By Richard Trombly
13 Feb 2023, Osaka – It happened again, for the countless time and it makes Kame-chan and me want to yowl. On a social media platform, a Japan “expert” told me that Japan is filled with (used) panty vending machines. I asked, as usual, the address of the machine they visited. Of course, what followed was admission that, no, they had not seen one in person nor even a picture of one and had not ever even been to Japan. It is true, at least one did exist in the dark side alleys of Tokyo’s Akihabara, about 10 or 15 years ago, but the laws are too strict now.
Kame-chan wanted to set the record straight the last time we went out camping with his solar-powered, bike-driven RV. On the way to camping we cruised around Osaka looking for some of the more unusual vending machines. We saw umbrella vending machines in the business center of Umeda, manga-based toys dispensed in plastic bubble capsules by gumball machine-type vending machines called Gashapon (see photo caption) along the manga shops and maid cafes in trendy Namba area and cigarette and alcohol machines in the seedy Nishinari district’s back streets. But no panties.
Watching me pedal the bike was making Kame-chan hungry so food vending machines caught his eye as we headed out of town towards his favorite campground. There are some surprising foods found in vending machines. Soda machines, featuring normal soda and ice teas as well as hot coffee and milk tea cans, are ubiquitous in Japan but there are some unusual items, too. Many of the soda machines carry hot soup cans.
Need a midnight fix of Ramen soup? There are machines for that. If it is 2 A.M and your backyard BBQ is out of steak? Sure we have that too. If it is 5 A.M. and you awake with a craving for Chinese-style rice buns filled with meat and veggies? We got you covered. Kame-chan was tempted by the steak.
Perhaps the oddest thing we discovered on our quest was a Ponzu sauce vending machine. Ponzu is a thick vinegar-based sauce with the flavor of the citrus fruit Yuzu, reminscient of a small grapefruit. Tsuruhashi ward in Osaka is famous for its Yakiniku (BBQ steak) restaurants but had long held an iconic puffer fish restaurant. The restaurant is gone but its signature sauce lives on, perhaps only in this lone vending machine.
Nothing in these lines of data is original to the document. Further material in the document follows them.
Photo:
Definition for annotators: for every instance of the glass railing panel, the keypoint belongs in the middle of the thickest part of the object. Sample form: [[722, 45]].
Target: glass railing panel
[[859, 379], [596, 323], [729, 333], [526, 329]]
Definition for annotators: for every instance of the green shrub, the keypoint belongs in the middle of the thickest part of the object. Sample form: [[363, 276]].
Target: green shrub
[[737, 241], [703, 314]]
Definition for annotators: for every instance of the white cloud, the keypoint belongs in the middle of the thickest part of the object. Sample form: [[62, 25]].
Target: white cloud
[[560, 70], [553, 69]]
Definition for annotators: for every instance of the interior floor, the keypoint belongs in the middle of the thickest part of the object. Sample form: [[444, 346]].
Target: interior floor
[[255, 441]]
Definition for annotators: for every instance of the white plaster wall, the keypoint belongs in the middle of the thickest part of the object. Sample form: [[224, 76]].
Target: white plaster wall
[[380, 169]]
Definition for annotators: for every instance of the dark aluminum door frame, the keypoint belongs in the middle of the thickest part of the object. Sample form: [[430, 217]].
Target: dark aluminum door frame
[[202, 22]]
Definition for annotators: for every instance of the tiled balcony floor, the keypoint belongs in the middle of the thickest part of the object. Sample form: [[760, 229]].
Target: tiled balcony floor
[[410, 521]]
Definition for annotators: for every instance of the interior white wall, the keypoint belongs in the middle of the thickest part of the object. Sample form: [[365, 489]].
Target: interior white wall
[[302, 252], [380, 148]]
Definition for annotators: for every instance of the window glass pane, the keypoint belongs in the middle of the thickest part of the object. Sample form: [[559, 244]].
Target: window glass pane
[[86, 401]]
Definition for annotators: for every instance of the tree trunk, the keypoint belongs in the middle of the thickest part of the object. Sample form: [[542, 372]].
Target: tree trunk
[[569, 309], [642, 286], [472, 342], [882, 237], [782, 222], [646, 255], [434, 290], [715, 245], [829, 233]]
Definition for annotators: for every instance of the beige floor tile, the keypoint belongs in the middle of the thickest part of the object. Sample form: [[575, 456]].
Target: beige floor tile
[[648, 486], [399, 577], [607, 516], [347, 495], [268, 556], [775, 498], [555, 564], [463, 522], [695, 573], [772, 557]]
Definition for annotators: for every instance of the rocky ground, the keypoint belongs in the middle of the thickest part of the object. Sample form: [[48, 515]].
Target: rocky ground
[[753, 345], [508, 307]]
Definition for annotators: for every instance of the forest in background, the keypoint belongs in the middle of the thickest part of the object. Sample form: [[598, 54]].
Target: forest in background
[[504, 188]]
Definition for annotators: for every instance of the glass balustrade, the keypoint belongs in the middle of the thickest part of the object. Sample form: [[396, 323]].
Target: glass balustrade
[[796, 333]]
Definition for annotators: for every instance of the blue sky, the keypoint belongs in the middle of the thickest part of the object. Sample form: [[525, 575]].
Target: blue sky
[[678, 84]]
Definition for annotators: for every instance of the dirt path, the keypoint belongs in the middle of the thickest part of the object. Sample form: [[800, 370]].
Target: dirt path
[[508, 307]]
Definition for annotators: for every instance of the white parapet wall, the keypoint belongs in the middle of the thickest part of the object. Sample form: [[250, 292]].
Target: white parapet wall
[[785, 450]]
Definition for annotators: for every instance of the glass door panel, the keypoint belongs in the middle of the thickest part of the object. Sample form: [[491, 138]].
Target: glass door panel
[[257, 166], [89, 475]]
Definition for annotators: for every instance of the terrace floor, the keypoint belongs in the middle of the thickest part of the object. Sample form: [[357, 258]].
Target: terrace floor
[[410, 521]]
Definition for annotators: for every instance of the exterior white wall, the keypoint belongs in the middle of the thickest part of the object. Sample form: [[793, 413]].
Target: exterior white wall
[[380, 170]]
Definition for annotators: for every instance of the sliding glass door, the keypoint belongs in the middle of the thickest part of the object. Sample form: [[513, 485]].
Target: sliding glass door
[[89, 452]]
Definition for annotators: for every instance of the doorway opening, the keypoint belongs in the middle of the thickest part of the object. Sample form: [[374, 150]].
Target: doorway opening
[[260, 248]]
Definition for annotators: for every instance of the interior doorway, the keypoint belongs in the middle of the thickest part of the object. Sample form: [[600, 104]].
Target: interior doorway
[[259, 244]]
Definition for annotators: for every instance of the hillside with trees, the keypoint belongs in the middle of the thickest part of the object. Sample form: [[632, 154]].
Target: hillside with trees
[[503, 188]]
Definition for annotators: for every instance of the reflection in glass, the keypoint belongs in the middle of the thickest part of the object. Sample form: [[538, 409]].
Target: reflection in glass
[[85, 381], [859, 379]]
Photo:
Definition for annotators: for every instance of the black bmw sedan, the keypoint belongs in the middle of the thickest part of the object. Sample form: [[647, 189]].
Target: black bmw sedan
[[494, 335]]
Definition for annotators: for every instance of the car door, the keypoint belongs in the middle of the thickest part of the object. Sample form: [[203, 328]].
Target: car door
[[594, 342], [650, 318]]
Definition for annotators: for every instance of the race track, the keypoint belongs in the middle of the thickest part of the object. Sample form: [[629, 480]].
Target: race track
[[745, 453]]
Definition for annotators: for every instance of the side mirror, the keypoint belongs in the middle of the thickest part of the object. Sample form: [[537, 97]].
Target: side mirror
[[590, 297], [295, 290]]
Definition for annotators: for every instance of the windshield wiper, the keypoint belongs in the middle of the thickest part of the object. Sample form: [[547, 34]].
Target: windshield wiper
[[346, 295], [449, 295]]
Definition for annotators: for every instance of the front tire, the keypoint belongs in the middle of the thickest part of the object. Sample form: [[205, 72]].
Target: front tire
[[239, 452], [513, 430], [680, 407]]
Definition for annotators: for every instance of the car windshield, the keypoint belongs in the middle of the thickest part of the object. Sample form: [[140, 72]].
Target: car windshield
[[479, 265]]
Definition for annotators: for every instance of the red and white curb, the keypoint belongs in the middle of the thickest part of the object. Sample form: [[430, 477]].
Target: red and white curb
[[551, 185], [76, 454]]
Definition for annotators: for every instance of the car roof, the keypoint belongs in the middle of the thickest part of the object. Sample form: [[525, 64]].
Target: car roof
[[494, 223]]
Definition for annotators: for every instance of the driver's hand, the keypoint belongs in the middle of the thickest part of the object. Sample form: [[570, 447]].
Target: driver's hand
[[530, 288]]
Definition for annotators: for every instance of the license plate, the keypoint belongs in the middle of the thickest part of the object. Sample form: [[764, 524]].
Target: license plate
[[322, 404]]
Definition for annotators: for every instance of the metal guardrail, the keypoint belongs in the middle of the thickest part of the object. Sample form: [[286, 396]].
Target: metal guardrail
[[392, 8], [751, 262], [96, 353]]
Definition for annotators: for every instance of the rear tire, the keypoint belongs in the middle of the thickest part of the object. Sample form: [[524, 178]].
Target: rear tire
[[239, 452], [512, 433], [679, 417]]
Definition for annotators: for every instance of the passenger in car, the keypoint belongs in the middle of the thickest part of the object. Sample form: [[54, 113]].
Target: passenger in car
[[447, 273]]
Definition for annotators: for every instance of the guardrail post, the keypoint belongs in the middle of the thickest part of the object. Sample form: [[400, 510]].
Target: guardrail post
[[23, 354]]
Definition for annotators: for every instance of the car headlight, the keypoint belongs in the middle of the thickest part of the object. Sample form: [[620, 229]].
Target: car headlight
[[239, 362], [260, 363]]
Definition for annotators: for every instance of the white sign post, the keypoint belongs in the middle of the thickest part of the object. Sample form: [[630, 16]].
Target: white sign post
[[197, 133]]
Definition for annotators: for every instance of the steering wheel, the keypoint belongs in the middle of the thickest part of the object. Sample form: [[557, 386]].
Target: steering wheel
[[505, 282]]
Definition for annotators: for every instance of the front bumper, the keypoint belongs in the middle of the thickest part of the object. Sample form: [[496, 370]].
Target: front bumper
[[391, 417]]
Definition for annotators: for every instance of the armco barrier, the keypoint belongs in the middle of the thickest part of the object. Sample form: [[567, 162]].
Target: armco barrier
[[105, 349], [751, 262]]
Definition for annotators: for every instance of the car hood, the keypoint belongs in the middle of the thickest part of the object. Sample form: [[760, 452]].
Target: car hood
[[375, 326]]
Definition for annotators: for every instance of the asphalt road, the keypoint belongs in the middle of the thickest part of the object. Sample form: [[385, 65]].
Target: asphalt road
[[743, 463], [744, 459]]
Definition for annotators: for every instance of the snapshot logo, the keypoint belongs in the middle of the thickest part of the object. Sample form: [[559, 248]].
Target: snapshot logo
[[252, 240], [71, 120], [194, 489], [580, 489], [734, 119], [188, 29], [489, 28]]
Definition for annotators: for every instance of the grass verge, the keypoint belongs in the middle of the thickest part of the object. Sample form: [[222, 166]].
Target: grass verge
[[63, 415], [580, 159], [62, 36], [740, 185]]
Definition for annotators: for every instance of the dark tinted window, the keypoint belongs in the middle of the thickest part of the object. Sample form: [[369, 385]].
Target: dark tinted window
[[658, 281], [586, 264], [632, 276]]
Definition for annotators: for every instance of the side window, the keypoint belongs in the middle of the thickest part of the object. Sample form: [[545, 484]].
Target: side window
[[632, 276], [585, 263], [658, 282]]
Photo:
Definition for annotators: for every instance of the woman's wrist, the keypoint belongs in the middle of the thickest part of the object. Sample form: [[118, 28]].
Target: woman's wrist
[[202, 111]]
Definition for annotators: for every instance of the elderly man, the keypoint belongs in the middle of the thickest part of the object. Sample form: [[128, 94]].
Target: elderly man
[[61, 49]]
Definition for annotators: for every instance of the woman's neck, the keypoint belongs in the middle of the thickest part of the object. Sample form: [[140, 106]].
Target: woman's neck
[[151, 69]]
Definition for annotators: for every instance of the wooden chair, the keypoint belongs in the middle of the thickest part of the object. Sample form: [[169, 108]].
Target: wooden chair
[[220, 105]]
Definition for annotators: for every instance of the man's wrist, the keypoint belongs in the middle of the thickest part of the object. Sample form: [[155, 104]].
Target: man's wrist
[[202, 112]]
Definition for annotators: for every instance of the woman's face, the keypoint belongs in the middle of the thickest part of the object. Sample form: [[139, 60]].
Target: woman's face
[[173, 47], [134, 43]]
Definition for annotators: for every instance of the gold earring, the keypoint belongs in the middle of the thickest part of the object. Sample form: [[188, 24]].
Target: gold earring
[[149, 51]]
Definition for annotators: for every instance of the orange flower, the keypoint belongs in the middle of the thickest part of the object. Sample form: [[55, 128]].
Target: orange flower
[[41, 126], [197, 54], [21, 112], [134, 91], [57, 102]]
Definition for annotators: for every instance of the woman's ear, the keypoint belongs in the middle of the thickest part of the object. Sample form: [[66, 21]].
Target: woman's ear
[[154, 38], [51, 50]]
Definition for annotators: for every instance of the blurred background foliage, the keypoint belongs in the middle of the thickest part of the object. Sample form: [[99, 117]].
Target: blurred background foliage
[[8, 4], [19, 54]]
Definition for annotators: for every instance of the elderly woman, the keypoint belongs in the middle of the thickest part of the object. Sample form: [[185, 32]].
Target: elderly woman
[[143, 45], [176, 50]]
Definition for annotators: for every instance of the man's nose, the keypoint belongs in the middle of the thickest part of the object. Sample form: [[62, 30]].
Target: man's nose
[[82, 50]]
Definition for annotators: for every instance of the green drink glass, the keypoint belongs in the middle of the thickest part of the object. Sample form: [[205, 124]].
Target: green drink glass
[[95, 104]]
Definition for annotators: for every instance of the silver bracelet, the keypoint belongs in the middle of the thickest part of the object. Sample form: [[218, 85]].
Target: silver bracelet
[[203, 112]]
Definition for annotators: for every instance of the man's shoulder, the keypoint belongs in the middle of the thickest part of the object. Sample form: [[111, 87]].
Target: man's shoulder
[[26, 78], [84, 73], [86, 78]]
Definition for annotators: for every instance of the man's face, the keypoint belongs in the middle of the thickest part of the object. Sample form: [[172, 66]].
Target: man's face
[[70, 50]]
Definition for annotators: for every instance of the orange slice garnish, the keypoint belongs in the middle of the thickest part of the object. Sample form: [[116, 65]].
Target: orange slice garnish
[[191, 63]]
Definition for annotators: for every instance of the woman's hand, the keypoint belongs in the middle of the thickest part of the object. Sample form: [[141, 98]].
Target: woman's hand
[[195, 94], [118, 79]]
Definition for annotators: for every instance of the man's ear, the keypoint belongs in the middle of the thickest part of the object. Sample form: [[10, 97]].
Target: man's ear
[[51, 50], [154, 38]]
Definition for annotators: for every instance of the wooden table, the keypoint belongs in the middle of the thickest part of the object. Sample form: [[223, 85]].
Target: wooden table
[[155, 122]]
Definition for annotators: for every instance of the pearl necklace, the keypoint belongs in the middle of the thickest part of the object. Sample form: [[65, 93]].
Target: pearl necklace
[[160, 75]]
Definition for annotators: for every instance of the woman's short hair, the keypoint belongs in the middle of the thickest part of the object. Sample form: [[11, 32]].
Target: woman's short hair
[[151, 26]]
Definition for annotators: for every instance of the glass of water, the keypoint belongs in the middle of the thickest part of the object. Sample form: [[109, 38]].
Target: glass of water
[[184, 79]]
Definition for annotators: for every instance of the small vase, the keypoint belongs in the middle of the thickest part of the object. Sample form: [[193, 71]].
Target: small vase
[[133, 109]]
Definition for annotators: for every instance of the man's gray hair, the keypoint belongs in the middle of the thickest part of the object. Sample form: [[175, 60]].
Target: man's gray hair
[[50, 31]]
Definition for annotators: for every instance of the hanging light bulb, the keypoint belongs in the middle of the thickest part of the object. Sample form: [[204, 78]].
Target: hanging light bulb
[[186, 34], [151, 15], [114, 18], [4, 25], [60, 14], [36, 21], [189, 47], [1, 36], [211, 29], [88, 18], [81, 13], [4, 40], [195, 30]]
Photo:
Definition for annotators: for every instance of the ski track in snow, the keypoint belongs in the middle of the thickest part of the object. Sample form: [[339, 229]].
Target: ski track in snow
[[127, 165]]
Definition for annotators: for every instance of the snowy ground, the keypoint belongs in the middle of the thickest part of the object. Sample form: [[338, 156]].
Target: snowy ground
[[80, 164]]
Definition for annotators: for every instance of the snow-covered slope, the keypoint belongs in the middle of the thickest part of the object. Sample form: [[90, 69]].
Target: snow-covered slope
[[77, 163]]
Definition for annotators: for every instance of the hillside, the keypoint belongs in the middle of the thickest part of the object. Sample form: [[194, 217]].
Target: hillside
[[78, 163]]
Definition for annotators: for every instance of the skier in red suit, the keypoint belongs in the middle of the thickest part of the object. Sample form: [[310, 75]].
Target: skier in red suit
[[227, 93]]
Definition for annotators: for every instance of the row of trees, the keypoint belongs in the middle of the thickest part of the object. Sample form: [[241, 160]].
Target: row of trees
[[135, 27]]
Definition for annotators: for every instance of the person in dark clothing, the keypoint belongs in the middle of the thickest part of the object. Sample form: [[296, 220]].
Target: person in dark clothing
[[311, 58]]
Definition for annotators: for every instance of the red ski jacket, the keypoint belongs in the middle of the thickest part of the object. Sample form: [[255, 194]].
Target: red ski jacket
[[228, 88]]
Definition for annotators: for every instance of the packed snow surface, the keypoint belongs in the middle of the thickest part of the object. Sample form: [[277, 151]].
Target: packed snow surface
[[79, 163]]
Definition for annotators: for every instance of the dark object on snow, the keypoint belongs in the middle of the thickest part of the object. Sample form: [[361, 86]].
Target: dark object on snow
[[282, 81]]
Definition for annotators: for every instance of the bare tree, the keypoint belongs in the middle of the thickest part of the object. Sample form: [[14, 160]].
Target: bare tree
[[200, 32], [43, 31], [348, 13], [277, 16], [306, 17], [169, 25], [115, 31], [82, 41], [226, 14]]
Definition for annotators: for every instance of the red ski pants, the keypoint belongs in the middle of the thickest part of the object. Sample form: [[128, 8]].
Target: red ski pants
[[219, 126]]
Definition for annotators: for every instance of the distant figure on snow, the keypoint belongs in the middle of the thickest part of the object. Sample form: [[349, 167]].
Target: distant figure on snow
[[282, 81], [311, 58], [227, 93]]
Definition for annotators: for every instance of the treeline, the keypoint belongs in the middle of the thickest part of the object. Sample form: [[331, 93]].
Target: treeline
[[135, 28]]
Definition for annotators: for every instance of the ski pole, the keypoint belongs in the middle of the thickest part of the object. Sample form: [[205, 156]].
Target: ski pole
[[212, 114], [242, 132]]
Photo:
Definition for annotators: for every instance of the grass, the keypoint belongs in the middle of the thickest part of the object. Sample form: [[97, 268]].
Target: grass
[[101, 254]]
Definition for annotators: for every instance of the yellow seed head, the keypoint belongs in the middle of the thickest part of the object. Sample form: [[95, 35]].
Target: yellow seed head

After checking the stock, which included a spicy variety which I favored and a premium version, Kame-chan chose a bottle of the plain ponzu sauce for 750 yen ($5.70) and we were off to them camping site. I did not have puffer fish, since I do not feel confident preparing such a potentially lethal cuisine, but I did bring steak for me and salmon parts for Kame-chan. I fired up my portable grill and used the Ponzu sauce as steak marinade sauce. Kame-chan had fish and I made some with and without the sauce.
The sauce was mild with those fruity citrus tones and I can see it would go better with fish. Kame-chan was not a fan. He thought the sauce was too salty and went for the plain fish without sauce.
There is no accounting for taste in cats and there are no used panty vending machines in Japan.